Honourable mention: Fernando Forestieri

West Ham: Marlon Harewood (Nottingham Forest, £500k, 2003)

Before Harewood eventually became something of a journeyman – he played for 11 different clubs in the last decade of his career – the striker was a West Ham hero and regular goal-getter in both the Championship and Premier League after signing in November 2003.

He scored 22 times in 2004/05 as the Hammers won promotion back to England’s top flight, and bagged an impressive 16 the season after as Alan Pardew’s side finished ninth and were runners-up in the FA Cup.
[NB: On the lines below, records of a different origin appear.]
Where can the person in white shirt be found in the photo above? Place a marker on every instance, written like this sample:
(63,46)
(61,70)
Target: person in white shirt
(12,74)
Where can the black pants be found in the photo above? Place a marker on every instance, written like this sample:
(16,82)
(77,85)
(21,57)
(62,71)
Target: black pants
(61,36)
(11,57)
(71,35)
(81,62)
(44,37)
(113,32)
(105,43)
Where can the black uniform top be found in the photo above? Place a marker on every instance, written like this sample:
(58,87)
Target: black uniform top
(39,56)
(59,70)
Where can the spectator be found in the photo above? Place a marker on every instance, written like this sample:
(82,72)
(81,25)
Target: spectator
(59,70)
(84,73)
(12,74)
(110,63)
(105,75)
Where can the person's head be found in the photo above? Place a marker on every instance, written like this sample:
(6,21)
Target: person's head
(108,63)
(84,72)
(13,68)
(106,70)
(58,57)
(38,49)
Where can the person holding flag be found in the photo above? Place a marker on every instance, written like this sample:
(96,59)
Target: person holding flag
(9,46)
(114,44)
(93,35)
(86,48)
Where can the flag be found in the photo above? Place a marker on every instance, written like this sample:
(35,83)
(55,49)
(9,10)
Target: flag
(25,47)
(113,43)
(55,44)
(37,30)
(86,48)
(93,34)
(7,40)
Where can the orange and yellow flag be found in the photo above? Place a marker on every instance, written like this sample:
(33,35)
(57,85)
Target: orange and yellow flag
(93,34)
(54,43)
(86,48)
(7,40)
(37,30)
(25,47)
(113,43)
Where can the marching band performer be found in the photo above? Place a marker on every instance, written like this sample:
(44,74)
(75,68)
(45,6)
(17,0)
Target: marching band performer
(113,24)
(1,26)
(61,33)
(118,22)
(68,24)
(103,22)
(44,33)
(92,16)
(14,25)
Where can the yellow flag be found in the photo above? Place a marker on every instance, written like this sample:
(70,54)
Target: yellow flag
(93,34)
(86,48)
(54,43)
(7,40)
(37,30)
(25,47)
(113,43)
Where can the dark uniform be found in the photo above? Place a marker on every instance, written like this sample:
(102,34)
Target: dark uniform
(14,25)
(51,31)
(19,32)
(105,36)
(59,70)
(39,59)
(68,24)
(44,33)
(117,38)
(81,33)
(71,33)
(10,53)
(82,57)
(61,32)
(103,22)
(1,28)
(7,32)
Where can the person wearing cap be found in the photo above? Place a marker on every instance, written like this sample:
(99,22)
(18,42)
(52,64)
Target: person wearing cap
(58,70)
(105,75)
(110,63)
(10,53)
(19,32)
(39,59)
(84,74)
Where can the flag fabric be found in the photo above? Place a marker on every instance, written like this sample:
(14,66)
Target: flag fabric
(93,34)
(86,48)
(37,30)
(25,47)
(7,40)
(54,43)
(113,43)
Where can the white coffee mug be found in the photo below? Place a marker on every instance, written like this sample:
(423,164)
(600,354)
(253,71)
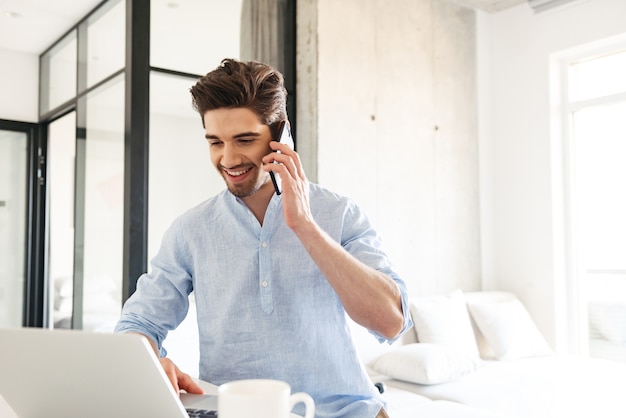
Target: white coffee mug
(260,398)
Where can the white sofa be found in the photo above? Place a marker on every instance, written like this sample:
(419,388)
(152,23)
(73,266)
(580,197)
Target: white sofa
(479,354)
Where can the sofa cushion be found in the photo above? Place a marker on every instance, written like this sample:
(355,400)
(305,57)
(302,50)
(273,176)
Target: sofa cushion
(444,320)
(425,363)
(509,329)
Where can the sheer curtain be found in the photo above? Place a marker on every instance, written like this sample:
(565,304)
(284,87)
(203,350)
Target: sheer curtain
(262,31)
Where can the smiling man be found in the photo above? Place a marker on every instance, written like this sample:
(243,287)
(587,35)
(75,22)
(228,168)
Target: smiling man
(274,275)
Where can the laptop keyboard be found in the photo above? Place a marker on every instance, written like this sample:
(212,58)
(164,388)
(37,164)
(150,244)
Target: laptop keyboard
(201,413)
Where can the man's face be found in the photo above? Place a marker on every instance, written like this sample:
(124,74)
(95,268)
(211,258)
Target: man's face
(237,142)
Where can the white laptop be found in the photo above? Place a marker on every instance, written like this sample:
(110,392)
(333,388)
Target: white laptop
(66,374)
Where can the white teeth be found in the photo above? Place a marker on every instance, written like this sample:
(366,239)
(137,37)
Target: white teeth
(236,173)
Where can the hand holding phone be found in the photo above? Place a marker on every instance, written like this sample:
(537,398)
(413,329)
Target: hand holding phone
(281,134)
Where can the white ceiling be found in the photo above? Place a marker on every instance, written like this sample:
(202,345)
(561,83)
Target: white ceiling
(490,6)
(30,26)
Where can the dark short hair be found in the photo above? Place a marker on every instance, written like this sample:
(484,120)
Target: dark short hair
(253,85)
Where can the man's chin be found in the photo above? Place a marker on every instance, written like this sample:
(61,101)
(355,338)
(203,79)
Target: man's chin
(241,191)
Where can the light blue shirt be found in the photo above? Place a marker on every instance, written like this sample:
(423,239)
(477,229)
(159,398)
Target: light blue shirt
(264,308)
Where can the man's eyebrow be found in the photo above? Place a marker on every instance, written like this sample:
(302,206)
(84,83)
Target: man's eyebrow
(240,135)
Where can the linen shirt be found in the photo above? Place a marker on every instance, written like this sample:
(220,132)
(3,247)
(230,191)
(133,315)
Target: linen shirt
(264,309)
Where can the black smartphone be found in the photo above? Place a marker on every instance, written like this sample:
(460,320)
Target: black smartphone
(282,134)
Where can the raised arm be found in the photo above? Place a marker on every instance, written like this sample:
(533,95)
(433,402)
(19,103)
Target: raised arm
(370,297)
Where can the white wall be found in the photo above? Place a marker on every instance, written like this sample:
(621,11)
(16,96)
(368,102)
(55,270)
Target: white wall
(396,123)
(520,214)
(19,84)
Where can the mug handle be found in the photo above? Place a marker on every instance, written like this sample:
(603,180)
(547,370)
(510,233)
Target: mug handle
(301,397)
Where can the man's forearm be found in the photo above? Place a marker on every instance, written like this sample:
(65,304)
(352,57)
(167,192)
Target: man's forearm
(370,297)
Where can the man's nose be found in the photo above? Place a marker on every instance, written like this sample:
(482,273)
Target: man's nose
(230,156)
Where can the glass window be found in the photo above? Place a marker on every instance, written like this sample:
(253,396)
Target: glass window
(103,229)
(176,140)
(598,140)
(598,76)
(210,29)
(13,163)
(58,74)
(106,34)
(61,178)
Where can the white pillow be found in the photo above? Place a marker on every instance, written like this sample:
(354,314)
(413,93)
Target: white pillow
(423,363)
(509,329)
(444,320)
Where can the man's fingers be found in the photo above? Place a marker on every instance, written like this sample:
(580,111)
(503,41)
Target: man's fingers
(187,384)
(171,371)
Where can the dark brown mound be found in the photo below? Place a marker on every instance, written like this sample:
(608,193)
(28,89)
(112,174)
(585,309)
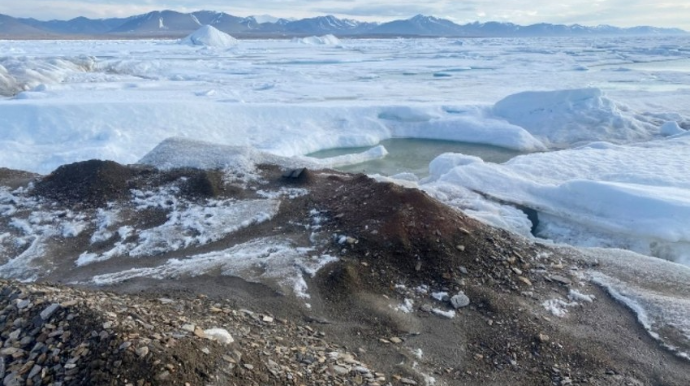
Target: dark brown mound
(90,183)
(415,234)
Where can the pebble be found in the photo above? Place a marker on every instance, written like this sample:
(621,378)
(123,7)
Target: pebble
(560,279)
(460,300)
(49,311)
(142,351)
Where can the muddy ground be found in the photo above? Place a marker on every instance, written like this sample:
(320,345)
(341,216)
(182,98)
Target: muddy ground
(396,244)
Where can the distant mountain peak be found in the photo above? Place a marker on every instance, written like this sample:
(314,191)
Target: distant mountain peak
(173,23)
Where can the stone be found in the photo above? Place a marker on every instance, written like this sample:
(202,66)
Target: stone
(561,279)
(460,300)
(49,311)
(163,376)
(189,327)
(142,351)
(340,370)
(34,371)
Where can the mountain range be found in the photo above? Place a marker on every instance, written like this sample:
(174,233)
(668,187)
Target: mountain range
(177,24)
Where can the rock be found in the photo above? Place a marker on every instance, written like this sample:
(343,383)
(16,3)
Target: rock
(125,345)
(189,327)
(23,304)
(560,279)
(34,371)
(142,351)
(460,300)
(219,335)
(340,370)
(49,311)
(163,376)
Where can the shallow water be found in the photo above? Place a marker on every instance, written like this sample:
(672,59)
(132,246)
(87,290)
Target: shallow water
(414,155)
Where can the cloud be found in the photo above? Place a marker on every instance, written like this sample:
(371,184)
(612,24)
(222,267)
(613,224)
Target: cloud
(662,13)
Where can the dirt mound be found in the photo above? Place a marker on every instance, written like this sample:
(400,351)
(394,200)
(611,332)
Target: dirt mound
(57,335)
(91,183)
(417,236)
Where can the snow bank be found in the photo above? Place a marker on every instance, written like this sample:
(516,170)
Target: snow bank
(268,260)
(635,197)
(180,152)
(655,290)
(325,40)
(24,73)
(209,36)
(125,131)
(568,117)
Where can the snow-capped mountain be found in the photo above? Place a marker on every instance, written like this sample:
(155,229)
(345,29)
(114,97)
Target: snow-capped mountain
(328,25)
(172,23)
(159,22)
(419,26)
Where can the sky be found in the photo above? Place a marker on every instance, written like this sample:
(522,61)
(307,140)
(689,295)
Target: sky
(622,13)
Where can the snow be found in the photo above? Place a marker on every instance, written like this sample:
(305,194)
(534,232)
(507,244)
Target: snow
(325,40)
(220,335)
(209,36)
(450,314)
(633,196)
(565,118)
(258,260)
(188,224)
(558,307)
(605,121)
(406,307)
(657,291)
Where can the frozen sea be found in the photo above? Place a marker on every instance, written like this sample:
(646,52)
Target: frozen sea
(591,134)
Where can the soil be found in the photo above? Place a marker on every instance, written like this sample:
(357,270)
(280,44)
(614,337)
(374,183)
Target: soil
(393,244)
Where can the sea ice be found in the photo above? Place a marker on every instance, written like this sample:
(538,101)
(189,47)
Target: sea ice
(209,36)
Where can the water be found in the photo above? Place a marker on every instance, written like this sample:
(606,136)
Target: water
(414,155)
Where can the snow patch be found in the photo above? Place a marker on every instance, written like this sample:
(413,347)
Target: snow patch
(208,36)
(325,40)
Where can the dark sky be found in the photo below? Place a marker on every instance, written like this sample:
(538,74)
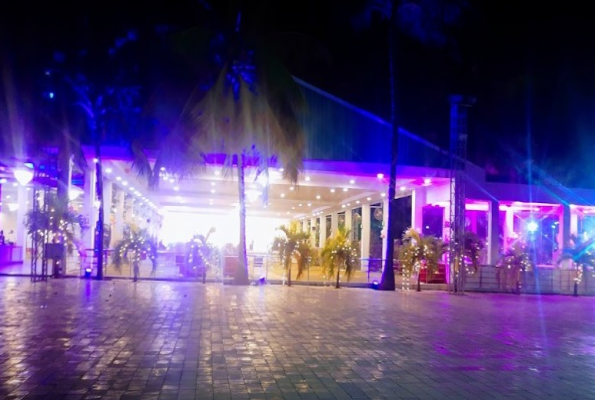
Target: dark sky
(531,65)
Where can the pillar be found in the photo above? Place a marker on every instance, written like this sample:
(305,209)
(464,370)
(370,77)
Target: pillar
(385,226)
(313,232)
(21,230)
(564,233)
(418,201)
(365,244)
(349,220)
(334,223)
(89,209)
(493,232)
(322,233)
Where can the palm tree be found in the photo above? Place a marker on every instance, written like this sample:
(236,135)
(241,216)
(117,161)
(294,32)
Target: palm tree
(339,253)
(293,244)
(251,114)
(132,246)
(419,252)
(427,22)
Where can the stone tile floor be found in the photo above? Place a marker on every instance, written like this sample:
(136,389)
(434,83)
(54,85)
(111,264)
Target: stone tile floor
(77,339)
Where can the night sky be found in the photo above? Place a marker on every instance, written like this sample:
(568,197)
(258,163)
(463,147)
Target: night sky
(532,68)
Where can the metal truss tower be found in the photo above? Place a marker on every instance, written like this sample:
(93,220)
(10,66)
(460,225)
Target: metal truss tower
(459,106)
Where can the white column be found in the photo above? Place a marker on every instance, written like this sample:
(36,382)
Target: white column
(385,226)
(322,232)
(21,230)
(349,220)
(365,243)
(89,209)
(334,223)
(493,232)
(418,201)
(118,230)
Not bad for half a million.

Honourable mentions: Nigel Reo-Coker, Demba Ba, Dean Ashton

Wolves: Sylvan Ebanks-Blake (Plymouth, £1.5m, 2008)

Now plying his trade with Southern League Premier Central side Barwell, Ebanks-Blake was once one of the Championship’s most prolific scorers during his early days with Wolves.

Signed from fellow second-tier rivals Plymouth in January 2008, the former Manchester United youngster bagged 37 goals in his first season-and-a-half as Wolves returned to the Premier League for only the second time in their history.

He wasn’t quite as prolific in the top flight – just 12 goals in 87 appearances –  but played regularly as the West Midlanders retained their top-flight status for two seasons running and then joined Ipswich in 2013.